Compromising your trust
If a legal professional lets you down, it can profoundly impact you. This goes beyond any financial loss you may incur (though this may be considerable). It is about compromising your trust.
This can happen in a variety of ways, and more often than not it might be down to procedural errors and inefficiencies, but this does not lessen the impact. if your trust is compromised in this way, and you suffer a loss as a result, should you not be able to claim for professional negligence?
What does misrepresentation mean?
Under the law of contract, misrepresentation can apply where a statement made during negotiations turns out to be untrue. However, in the context of professional negligence in the UK, in layman’s terms, it is about a legal professional’s breach in their duty of care to a client. They are not representing their client’s interests adequately.
This may be down to incompetence rather than dishonesty, but the impact on the client is profound all the same. Therefore, many times, you are more likely to make a professional negligence claim against your legal representative than sue them for misrepresentation.
Just because your lawyer or solicitor did not win your case does not mean they were negligent. But, negligence may have occurred if you suffered a loss which, but for their actions, you would not otherwise have suffered.
There are three critical components to this:
- Establishing that has been a breach in duty of care
- Establishing that there has been loss or damage as a result of this
- Establishing that your legal representative’s negligence was the cause.
Duty of care
Duty of care must first exist before you can establish that there has been a breach of it. Examples of a breach of this duty of care can vary quite widely:
- Your lawyer might have missed a court deadline for filing documents, which ends up with your case being dismissed, for example
- Or, they have under-valued a compensation settlement
- They could have drafted a will which turns out to contain errors that affect the probate process
- They have given you bad advice about a property purchase.
Loss or damage
Whether you can take legal action against someone in these types of situation will depend on whether you believe you have suffered some sort of loss or damage as a result of their breach in their duty of care.
- If they have undervalued a personal injury claim, you might have ended up with several thousands of pounds less in a settlement than you were entitled to.
- Mistakes in drafting a will could mean a drawn out, expensive and litigious legal process.
- You could act on their advice and purchase a property with undisclosed land issues which have a significant impact on its true value.
The cause
If you have established these two key components, the breach in duty of care and the loss suffered, you must then link the two together.
This goes beyond simply experiencing a poor level of service, or dealing with incompetence. It has to have had a demonstrable impact on you financially.

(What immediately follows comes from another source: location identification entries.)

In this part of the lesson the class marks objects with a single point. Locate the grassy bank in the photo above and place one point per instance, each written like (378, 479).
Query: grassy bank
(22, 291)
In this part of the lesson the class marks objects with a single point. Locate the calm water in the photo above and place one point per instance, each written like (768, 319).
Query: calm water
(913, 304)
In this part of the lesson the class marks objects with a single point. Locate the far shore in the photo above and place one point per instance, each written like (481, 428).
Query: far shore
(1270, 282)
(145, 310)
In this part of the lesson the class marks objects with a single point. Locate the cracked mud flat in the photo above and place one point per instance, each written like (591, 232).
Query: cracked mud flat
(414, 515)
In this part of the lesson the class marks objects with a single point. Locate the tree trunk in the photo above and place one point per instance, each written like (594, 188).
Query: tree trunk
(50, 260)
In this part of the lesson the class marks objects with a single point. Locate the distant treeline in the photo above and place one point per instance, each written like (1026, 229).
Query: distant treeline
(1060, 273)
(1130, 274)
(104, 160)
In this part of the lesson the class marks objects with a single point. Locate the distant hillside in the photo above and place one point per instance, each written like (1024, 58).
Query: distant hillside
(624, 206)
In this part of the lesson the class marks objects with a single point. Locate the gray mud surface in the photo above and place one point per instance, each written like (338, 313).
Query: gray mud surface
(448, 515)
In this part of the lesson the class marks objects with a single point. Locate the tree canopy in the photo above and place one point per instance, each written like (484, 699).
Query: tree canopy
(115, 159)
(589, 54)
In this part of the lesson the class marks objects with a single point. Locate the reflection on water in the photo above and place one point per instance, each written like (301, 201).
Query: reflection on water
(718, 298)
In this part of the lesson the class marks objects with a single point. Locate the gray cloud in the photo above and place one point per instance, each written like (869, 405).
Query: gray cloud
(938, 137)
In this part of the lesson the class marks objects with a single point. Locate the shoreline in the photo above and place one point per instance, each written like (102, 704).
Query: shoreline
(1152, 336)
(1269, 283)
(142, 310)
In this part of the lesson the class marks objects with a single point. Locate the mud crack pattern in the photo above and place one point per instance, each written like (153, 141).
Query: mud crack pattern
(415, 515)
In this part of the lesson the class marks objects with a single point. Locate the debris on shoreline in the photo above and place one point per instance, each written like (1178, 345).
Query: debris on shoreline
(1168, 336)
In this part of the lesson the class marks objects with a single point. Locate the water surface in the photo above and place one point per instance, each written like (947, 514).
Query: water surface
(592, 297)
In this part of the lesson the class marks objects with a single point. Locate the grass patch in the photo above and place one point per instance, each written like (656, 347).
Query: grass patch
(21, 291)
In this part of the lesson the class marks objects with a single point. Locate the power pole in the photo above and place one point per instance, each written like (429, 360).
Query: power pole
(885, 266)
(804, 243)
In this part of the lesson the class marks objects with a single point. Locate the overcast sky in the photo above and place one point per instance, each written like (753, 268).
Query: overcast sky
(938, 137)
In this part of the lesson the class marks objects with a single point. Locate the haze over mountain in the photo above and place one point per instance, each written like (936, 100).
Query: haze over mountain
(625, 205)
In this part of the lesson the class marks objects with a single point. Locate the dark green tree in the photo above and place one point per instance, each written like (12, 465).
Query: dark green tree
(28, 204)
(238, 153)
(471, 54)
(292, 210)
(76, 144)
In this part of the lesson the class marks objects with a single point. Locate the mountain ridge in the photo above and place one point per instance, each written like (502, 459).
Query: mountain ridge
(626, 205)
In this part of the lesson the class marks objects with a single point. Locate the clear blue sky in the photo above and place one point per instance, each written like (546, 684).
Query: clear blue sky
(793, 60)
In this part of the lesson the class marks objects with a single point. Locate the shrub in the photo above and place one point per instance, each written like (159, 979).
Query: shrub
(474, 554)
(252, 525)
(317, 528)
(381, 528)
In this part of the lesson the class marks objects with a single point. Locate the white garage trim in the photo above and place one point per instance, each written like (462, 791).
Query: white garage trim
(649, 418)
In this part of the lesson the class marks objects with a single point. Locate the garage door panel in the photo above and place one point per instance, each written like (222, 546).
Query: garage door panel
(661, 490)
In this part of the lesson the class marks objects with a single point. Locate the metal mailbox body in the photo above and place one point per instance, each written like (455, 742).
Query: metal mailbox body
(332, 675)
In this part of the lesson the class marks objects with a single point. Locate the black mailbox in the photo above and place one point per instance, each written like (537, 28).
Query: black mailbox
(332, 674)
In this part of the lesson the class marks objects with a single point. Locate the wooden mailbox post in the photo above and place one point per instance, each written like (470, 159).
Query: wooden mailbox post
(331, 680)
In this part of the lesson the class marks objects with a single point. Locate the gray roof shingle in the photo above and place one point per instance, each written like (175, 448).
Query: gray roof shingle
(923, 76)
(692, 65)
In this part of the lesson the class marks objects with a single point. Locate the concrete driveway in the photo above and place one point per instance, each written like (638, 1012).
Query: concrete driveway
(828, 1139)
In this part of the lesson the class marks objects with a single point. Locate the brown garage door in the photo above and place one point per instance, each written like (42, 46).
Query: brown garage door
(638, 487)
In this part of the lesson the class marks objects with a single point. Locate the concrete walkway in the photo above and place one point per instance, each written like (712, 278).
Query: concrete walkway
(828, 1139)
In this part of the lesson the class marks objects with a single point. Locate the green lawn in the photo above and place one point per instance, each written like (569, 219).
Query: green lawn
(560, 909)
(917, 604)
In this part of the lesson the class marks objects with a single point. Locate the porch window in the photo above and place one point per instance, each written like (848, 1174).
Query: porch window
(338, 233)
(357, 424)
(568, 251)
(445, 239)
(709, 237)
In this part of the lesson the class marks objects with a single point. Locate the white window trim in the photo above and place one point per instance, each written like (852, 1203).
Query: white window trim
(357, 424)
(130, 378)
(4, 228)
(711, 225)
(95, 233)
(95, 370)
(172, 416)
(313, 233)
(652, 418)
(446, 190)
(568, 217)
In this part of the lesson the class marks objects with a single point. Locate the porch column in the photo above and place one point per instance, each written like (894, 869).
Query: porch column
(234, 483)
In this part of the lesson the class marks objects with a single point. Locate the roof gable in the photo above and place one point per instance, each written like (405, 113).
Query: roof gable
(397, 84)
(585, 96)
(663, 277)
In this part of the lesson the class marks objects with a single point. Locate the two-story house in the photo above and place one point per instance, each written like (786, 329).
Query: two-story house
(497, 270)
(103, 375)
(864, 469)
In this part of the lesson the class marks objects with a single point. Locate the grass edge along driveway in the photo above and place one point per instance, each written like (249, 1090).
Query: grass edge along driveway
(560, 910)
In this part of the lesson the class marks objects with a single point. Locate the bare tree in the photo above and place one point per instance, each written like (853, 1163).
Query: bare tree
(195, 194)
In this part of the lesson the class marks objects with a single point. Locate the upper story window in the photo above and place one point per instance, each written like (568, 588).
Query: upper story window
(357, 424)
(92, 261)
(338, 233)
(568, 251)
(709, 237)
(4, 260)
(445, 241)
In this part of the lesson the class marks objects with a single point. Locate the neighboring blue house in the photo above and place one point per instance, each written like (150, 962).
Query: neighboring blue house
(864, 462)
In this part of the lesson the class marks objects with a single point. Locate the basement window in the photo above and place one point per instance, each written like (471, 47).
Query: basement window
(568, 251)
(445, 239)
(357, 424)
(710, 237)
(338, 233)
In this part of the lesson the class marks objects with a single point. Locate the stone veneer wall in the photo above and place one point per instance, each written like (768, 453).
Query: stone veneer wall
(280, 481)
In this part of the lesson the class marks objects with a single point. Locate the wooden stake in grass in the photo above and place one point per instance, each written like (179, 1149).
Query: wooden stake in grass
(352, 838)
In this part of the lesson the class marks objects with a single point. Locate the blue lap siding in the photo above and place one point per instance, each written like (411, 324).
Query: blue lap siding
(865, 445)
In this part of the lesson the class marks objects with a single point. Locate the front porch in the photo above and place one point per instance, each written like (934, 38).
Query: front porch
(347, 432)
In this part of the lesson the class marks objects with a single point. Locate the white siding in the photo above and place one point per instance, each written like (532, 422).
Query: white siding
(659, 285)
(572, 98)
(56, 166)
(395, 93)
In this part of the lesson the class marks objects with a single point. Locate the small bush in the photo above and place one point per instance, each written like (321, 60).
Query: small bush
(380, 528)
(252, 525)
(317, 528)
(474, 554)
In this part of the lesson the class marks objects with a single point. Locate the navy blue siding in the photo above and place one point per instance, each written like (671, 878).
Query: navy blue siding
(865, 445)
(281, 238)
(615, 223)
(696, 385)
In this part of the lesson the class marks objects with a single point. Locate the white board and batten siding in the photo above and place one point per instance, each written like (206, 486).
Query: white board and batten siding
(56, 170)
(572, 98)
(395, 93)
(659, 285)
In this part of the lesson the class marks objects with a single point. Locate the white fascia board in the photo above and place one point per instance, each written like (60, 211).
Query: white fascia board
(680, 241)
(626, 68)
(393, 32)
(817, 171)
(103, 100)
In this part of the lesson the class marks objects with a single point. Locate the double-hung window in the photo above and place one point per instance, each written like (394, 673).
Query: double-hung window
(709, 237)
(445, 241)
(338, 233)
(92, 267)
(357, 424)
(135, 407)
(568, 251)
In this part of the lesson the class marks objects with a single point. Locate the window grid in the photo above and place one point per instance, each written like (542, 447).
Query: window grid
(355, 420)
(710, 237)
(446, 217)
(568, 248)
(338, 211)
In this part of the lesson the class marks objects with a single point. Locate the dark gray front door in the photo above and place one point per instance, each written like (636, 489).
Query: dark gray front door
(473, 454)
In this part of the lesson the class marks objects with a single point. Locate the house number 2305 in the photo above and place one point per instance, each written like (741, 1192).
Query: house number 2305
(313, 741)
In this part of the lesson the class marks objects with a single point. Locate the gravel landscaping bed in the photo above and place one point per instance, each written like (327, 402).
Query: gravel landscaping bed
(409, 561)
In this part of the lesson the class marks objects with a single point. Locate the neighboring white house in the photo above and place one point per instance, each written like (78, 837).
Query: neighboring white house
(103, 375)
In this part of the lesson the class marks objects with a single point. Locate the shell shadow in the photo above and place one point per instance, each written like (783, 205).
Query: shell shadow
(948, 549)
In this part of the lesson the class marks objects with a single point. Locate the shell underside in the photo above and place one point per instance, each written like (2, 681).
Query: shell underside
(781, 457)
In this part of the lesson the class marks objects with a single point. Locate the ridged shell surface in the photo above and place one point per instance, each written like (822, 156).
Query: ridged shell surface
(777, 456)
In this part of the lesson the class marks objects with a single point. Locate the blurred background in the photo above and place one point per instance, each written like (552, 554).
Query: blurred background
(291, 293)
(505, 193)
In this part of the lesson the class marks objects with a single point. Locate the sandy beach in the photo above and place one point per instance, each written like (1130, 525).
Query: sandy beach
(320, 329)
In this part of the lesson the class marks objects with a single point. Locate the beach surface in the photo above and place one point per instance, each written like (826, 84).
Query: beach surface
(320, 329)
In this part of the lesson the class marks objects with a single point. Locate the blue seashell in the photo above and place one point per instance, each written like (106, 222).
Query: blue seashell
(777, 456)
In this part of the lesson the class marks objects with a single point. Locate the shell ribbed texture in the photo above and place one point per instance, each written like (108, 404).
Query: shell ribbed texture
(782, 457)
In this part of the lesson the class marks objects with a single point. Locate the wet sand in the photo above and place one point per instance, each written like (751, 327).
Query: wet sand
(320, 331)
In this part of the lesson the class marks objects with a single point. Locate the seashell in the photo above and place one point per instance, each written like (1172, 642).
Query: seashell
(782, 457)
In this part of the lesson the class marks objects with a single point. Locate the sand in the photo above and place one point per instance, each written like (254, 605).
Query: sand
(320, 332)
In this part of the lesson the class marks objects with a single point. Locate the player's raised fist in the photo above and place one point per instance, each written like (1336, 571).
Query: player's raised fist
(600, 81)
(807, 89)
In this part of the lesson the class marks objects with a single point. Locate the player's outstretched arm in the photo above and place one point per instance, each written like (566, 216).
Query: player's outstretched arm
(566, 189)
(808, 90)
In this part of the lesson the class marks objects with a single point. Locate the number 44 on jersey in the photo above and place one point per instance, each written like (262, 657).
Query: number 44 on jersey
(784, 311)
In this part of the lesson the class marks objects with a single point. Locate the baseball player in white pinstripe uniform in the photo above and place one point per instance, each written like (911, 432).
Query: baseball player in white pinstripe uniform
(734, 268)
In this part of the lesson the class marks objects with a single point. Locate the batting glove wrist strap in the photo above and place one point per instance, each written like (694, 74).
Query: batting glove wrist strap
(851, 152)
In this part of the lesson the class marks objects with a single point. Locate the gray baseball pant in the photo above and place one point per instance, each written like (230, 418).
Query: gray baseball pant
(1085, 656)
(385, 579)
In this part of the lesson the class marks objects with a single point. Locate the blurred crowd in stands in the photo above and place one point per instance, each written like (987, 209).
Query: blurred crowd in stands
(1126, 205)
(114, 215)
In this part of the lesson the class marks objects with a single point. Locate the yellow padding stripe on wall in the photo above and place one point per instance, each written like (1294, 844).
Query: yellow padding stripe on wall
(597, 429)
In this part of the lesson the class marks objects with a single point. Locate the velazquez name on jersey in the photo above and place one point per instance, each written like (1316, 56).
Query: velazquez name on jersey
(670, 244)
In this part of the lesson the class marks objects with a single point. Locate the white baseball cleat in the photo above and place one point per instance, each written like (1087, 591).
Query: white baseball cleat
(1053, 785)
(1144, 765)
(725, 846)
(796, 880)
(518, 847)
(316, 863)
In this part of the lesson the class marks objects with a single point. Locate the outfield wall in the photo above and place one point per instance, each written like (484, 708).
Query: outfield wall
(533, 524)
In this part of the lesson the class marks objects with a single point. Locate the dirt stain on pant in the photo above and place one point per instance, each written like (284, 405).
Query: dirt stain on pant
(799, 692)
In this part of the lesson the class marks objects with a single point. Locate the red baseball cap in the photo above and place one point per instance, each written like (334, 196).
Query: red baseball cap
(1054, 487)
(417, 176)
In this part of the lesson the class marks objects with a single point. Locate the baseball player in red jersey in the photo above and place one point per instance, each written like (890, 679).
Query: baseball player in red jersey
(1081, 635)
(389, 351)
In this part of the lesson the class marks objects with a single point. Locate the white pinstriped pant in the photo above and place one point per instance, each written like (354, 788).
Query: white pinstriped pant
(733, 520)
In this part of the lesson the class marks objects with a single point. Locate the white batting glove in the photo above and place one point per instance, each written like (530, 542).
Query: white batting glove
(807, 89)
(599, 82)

- If your representative fails to carry out a proper search on the purchase of a house
- If they gave you incorrect legal advice
- If they drafted a will carelessly so that you were cut out of your inheritance
- If their slow communication resulted in your case missing a legal deadline, stopping your claim in its tracks.
What can you do about it?
Negligence occurs when someone causes loss or injury to someone else because their own behaviour is reckless or careless.If you instruct a legal professional such as a lawyer or solicitor to act on your behalf and their actions cause you loss or damage, then you have grounds to make a claim against them.
If you can show that you have suffered more than bad service, then you could be in a position to sue. You expect a legal professional to act with your interests in mind, to execute their duty of care.
The fact that they have legal expertise, that they work in the legal sector, should not deter you from taking action. What you must do, though, is seek the right kind of specialist legal advice first. The law can be complex, but if you have a good case for a claim, then you should feel confident to put it forward.